The connection seems obvious, doesn’t it? More cheap flights must be of greatest benefit to the poor. A campaign against airport expansion must therefore be an attack on working-class aspirations. It might be obvious, but it’s wrong.

The Sustainable Development Commission collated the figures on passengers using airports in the United Kingdom between 1987 and 2004. During this period, total passenger numbers more than doubled and the price of flights collapsed. The number of people in the lowest two socio-economic categories (D and E) who flew rose, but their proportion fell, from 10% of passengers in 1987 to 8% in 2004. By 2004, there were over five times as many passengers in classes A and B than in classes D and E.

Today, the Civil Aviation Authority’s surveys show, the average gross household income of leisure passengers using Heathrow is £59,000 (the national average is £34,660); the average individual income of the airport’s business passengers (36% of its traffic) is £83,000. The wealthiest 18% of the population buy 54% of all tickets, the poorest 18% buy 5%.

O’Neill champions Ryanair, Britain’s biggest low-cost carrier, as the hero of the working classes.

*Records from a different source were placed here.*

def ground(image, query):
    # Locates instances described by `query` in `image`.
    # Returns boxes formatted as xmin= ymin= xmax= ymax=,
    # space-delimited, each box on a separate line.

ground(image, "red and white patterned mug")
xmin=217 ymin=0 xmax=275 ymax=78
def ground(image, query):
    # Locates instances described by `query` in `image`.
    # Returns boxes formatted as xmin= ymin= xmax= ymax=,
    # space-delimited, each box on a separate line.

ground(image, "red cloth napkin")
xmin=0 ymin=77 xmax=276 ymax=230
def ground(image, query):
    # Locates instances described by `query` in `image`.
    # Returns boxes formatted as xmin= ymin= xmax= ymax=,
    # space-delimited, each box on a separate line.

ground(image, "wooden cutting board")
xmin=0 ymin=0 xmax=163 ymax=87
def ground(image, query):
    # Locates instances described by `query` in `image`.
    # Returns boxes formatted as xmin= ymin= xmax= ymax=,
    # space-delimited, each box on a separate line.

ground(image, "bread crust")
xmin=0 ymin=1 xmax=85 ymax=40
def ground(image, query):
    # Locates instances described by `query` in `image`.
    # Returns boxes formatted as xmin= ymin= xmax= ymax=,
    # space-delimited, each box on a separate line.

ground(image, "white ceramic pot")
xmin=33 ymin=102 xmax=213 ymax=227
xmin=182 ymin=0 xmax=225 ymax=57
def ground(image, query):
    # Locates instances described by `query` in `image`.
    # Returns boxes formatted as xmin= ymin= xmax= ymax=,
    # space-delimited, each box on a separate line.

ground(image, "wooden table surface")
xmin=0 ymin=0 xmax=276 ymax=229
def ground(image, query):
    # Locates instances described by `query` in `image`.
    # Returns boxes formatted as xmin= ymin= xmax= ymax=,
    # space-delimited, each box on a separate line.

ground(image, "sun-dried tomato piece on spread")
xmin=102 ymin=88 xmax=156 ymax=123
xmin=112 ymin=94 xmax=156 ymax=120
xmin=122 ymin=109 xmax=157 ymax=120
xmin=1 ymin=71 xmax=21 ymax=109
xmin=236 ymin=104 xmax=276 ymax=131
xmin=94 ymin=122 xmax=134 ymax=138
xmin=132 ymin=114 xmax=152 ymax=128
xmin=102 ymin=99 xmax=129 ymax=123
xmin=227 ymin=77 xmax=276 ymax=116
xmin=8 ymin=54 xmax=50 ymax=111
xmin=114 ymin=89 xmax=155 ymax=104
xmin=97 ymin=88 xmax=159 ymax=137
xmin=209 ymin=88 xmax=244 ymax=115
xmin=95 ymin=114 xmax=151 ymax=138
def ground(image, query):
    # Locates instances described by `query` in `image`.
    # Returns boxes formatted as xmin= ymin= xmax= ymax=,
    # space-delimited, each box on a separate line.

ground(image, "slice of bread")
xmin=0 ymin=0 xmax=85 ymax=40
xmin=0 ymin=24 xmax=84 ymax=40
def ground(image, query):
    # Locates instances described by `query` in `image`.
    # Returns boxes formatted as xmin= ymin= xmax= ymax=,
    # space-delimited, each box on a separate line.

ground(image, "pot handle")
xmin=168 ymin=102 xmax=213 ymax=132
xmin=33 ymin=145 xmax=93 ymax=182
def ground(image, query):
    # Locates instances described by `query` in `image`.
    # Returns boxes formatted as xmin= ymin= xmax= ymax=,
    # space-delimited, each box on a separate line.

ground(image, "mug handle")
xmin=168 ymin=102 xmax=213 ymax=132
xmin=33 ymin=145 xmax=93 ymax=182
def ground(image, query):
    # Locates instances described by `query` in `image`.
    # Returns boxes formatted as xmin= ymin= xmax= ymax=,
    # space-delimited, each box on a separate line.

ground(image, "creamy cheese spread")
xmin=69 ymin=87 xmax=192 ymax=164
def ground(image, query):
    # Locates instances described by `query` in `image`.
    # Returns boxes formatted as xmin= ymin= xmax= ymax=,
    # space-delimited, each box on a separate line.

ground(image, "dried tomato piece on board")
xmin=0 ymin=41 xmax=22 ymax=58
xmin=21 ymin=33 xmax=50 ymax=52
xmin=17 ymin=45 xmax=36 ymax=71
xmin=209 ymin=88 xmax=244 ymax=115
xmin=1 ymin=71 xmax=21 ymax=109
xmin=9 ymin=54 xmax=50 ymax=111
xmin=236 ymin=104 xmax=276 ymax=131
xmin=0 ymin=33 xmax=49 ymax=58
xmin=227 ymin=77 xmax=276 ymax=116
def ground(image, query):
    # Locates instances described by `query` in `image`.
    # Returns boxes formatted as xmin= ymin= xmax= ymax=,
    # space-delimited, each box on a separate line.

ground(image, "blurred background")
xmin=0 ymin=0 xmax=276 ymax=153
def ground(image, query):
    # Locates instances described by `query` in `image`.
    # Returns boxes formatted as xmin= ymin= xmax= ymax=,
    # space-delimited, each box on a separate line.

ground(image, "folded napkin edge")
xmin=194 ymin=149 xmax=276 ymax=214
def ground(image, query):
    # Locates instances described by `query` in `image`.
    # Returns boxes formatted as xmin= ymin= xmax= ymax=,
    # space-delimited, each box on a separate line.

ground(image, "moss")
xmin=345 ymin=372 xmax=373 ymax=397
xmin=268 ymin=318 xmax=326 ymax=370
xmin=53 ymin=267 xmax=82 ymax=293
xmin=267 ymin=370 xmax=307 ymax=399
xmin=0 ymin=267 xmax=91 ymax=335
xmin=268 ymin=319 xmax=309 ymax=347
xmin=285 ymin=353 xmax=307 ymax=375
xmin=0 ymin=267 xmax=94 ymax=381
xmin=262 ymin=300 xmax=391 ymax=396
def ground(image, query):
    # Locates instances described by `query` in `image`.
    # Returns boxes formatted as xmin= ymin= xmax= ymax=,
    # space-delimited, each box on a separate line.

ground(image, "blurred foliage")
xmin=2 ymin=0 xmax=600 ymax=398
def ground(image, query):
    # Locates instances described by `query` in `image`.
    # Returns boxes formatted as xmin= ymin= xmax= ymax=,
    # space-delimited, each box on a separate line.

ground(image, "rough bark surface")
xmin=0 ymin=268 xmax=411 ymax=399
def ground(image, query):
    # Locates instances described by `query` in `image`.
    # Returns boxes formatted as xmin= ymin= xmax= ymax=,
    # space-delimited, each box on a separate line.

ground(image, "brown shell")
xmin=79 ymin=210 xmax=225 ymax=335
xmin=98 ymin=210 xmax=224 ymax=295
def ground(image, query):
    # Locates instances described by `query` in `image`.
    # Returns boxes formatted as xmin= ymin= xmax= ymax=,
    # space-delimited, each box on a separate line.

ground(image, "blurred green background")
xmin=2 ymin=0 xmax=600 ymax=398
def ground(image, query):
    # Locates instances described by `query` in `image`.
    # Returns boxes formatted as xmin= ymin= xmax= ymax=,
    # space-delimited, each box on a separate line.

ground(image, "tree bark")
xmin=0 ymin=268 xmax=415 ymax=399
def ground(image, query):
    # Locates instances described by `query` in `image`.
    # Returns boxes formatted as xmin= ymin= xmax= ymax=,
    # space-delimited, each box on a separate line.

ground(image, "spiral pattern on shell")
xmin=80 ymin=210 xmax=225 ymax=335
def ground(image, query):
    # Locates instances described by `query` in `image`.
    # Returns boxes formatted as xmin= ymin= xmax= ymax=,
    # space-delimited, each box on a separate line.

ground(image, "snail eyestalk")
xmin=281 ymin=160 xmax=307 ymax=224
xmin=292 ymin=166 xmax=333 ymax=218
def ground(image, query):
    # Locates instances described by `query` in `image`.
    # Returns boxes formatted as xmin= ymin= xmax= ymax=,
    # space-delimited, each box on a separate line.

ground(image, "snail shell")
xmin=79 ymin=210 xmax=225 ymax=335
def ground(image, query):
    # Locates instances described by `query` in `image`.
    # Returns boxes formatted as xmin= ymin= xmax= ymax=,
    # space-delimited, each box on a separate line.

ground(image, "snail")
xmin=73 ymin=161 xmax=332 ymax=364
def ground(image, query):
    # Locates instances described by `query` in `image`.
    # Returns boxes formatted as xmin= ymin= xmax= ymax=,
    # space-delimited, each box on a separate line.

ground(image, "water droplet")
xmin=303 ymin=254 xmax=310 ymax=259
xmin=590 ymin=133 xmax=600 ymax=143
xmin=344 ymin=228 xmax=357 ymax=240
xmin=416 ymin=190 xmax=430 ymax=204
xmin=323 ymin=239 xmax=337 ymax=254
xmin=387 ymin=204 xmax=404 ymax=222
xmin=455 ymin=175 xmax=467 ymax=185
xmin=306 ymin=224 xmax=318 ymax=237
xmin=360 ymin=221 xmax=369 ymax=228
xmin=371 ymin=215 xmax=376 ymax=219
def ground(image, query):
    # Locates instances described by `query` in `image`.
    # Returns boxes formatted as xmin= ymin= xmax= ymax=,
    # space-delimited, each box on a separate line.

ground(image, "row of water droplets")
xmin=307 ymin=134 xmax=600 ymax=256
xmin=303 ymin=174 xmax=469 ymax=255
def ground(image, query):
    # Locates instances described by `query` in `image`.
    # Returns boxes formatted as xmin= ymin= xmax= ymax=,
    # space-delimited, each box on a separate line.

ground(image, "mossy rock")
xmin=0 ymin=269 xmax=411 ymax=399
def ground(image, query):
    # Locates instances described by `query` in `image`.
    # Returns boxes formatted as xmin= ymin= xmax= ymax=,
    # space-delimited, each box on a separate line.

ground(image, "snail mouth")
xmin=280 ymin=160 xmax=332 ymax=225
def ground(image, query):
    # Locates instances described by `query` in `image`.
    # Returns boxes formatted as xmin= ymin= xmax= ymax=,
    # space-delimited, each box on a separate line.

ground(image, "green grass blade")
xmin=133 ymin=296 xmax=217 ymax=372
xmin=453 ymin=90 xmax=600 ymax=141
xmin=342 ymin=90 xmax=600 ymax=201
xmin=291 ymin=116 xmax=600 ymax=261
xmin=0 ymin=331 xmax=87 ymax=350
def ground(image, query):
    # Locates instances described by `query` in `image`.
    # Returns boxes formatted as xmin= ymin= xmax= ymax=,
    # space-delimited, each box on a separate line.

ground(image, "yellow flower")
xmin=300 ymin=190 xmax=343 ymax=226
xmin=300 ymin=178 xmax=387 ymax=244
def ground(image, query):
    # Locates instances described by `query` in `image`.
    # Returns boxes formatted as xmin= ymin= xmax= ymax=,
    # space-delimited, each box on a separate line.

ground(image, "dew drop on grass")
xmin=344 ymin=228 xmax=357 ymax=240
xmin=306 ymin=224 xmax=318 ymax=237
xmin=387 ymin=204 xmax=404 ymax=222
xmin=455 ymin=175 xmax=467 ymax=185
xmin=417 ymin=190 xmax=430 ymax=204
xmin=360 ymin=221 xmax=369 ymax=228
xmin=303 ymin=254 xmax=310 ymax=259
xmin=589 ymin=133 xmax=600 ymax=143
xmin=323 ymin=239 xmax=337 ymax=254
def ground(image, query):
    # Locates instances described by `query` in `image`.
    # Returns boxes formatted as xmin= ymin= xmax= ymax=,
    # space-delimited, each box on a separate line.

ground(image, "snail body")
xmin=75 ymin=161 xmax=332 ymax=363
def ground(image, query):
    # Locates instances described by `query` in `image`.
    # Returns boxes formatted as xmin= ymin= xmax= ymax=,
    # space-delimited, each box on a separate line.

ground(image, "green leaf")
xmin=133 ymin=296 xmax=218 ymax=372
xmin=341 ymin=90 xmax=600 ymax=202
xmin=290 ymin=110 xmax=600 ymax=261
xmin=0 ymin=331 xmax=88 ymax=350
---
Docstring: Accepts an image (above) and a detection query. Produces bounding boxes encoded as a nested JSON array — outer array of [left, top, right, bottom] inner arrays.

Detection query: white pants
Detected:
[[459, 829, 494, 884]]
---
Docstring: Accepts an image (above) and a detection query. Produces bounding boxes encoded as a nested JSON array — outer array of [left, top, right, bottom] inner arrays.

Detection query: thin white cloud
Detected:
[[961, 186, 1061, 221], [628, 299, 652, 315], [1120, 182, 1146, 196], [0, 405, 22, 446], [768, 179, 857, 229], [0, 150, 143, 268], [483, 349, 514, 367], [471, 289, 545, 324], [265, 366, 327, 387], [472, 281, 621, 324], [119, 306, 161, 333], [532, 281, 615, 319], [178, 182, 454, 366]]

So where would you expect this airline to place most of its advertising? I have the estimated figures for its spending on newspaper ads in 2007. They show that it placed nothing in the Sun, the News of the World, the Mirror, the Star or the Express, but 52% of its press spending went to the Daily Telegraph. Ryanair knows who its main customers are: second-home owners and people who take foreign holidays several times a year.

Who, in the age of the one-penny ticket, is being prevented from flying? It’s not because they can’t afford the flights that the poor fly less than the rich; it’s because they can’t afford the second homes in Tuscany, the skiing holidays at Klosters or the scuba diving in the Bahamas. British people already fly twice as much as citizens of the United States, and one fifth of the world’s flights use the UK’s airports. If people here don’t travel, it’s not because of a shortage of runways.

At the core of the campaign against a third Heathrow runway are the blue-collar workers and working-class mums of the village of Sipson, whose homes are due to be flattened so that the rich can fly more. If wealthy people don’t like living under a flight path, they can move; the poor just have to lump it. Through climate breakdown, the richest people on earth trash the lives of the poorest.

One Response to “Monbiot on the anti-poor, pro-Heathrow crowd”

  1. davidjcarney Says:

    It’s not just air travel. In the States the price of owning a car helps maintain the line between the poor and everybody else. And we tend to have less mass transit than the UK and Europe do. Airline travel? Forget about it.